Entrepreneur Rob Woodbridge riding high as he leads Lyft in Ottawa

Rob Woodbridge
Rob Woodbridge, Ottawa market manager for Lyft. Photo provided.

San Francisco-based ride-hailing service Lyft has enlisted a big-name local entrepreneur in its drive to challenge Uber for supremacy in the Ottawa market.

Rob Woodbridge assumed the role of Lyft’s market manager for the Ottawa region last month. A founder of several communications and tech startups in his 25-year business career, Woodbridge had previously spent the past two-and-a-half years as CEO of local tech venture Gymtrack.

Lyft arrived in Ottawa last March, becoming the company’s second expansion site outside the United States after Toronto. But Woodbridge says he was a fan long before then, having used Lyft’s service regularly during business trips down south.

“I was already a brand advocate,” the 48-year-old Ottawa native says. “I loved the brand, loved what it stood for. Then the opportunity just landed.”

Lyft works like Uber: Users download an app to their mobile phone, enter a payment method such as a credit card and then use the app to request a ride from a nearby driver. Launched in 2012, the service now operates in more than 300 U.S. cities in addition to Ottawa and Toronto.

Woodbridge says he was struck by Lyft’s commitment to hiring experienced drivers via a rigorous screening process and building a rapport with the markets it serves through initiatives such as its Community Grants program, through which it donates $1,000 worth of ride credits to a different local non-profit organization every month.

“I just think that really, when it comes to what Lyft stands for in everything … the ideology behind the company, putting the drivers on a pedestal, putting the riders on a pedestal, really adhering to regulations and the laws …  it really resonated,” he explains. “I think that this city is ripe for that. There’s such a perfect alignment between the ideology of Lyft and the ideology of the city of Ottawa. It was a no-brainer for me.”

Woodbridge, who’s also had stints as an entrepreneur-in-residence at Invest Ottawa and a senior executive at Terry Matthews’ Wesley Clover investment company, says he threw his hat into the ring as soon as he heard Lyft was looking for someone to lead its operations in the capital.
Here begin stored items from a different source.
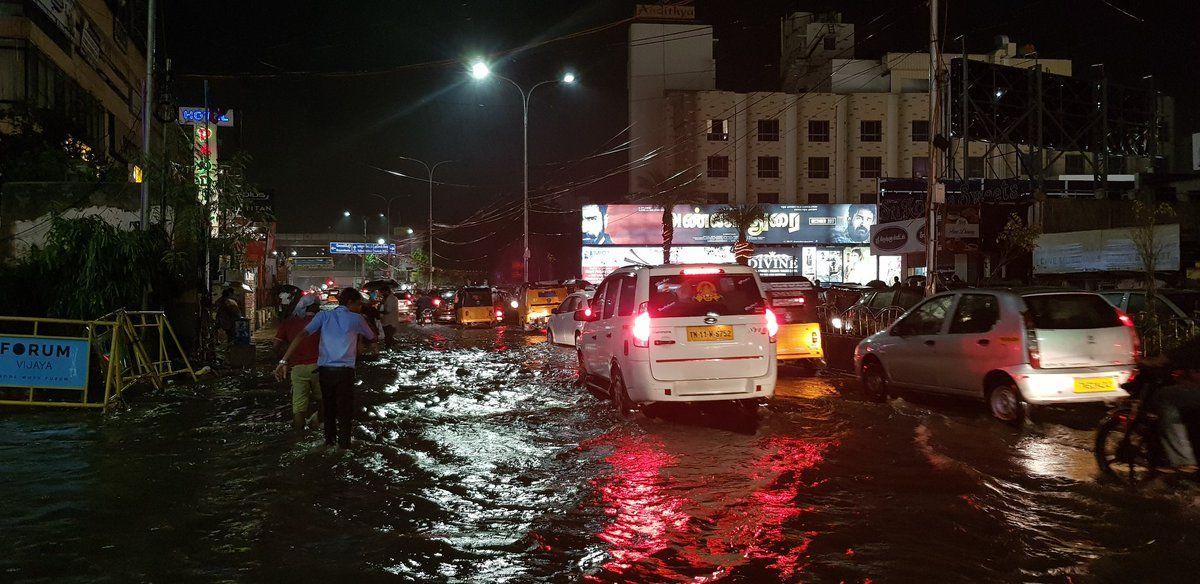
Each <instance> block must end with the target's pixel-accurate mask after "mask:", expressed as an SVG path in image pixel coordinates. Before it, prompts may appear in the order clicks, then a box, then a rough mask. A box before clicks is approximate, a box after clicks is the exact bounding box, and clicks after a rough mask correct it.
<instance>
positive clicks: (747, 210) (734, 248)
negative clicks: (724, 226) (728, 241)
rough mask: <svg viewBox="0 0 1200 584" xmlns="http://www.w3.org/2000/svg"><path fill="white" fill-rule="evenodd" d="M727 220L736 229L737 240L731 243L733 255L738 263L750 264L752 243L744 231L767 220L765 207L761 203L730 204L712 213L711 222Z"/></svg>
mask: <svg viewBox="0 0 1200 584" xmlns="http://www.w3.org/2000/svg"><path fill="white" fill-rule="evenodd" d="M720 221H724V222H727V223H730V224H732V225H733V228H734V229H737V230H738V241H737V243H733V255H734V257H736V258H737V260H738V264H742V265H748V264H750V257H751V255H754V245H751V243H750V242H749V241H748V240H746V233H748V231H749V230H750V228H751V227H754V224H755V223H758V222H760V221H763V222H764V221H767V209H766V207H763V206H762V205H730V206H727V207H725V209H721V210H720V211H716V212H715V213H713V217H712V222H713V223H716V222H720Z"/></svg>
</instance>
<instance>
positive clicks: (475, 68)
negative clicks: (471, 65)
mask: <svg viewBox="0 0 1200 584" xmlns="http://www.w3.org/2000/svg"><path fill="white" fill-rule="evenodd" d="M470 76H472V77H474V78H475V79H479V80H482V79H486V78H487V77H491V76H496V77H497V78H499V79H503V80H505V82H509V83H510V84H511V85H512V86H514V88H516V89H517V91H520V92H521V151H522V153H521V167H522V176H523V197H522V205H521V207H522V210H523V213H522V215H523V221H522V223H523V227H524V229H523V234H524V253H523V254H522V261H521V271H522V278H523V279H524V282H526V283H529V98H530V97H532V96H533V91H534V90H535V89H538V88H540V86H542V85H548V84H551V83H566V84H571V83H575V74H574V73H566V74H564V76H563V78H562V79H550V80H545V82H538V83H535V84H533V86H532V88H529V91H526V90H524V88H522V86H521V84H518V83H517V82H514V80H512V79H509V78H508V77H504V76H502V74H498V73H493V72H492V71H491V70H490V68H488V67H487V65H486V64H484V62H476V64H474V65H472V67H470Z"/></svg>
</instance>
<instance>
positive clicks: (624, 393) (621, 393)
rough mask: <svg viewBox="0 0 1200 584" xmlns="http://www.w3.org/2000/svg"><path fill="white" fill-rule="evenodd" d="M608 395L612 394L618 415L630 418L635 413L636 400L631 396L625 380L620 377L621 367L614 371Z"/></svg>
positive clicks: (625, 418)
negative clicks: (625, 383) (635, 400)
mask: <svg viewBox="0 0 1200 584" xmlns="http://www.w3.org/2000/svg"><path fill="white" fill-rule="evenodd" d="M608 395H610V396H612V405H613V408H614V409H616V410H617V415H618V416H620V417H623V419H628V417H629V416H630V415H631V414H632V413H634V401H632V399H630V398H629V390H628V389H626V387H625V380H624V379H623V378H622V377H620V371H619V369H613V371H612V383H611V384H608Z"/></svg>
"It was me basically begging to be a part of this because I just wanted to make this work in Ottawa."

“It was me basically begging to be a part of this because I just wanted to make this work in Ottawa,” he says with a chuckle.

“I have been founder, co-founder, CEO, VP, whatever. You can name a title, I’ve had it. And when the Lyft opportunity presented itself to me, it didn’t matter to me what the role was. I could have literally been a driver, I could’ve cleaned waste bins – it wouldn’t have mattered. What I just wanted to make sure was that I was a part of this company.”

According to Aaron Zifkin, managing director of Lyft’s Canadian operations, the admiration is mutual.

“Rob is as passionate about the community as he is about Lyft’s mission, making him the ideal person to represent the company and grow our business in Ottawa,” Zifkin says.

Driver-by-driver

As market manager, Woodbridge will be in charge of expanding Lyft’s ridership share in Ottawa and convincing more drivers to join the platform, which faces stiff competition from its more-established rival, Uber.

He wouldn’t say how many drivers the service currently employs in the region, saying only that the number has risen tenfold since the service launched while the number of passengers is doubling every month.

Whether it’s through more traditional forms of advertising or through drivers telling their friends about job opportunities at Lyft – referrals are the platform’s No. 1 method of finding new vehicle operators – Woodbridge says he knows his mission.

“We have to build that network up. It’s driver-by-driver.”

The firm currently has three full-time employees in Ottawa, including Woodbridge. As a man who’s made a career of launching his own ventures, he says he’s used to running a lean operation.

“This is a role that’s ideally suited for me ​– a small team, big mandate and a community that’s willing and ready for Lyft to arrive,” he says.

The graduate of Algonquin College’s small business management program says he’s also hoping to soak up some of the entrepreneurial wisdom that has propelled Lyft from a small ride-sharing service to a billion-dollar multinational enterprise in just half a dozen years.

“How often do you get the chance to work for a Silicon Valley startup that is coming into Ottawa just like this? I get to bring that knowledge up here into the city.”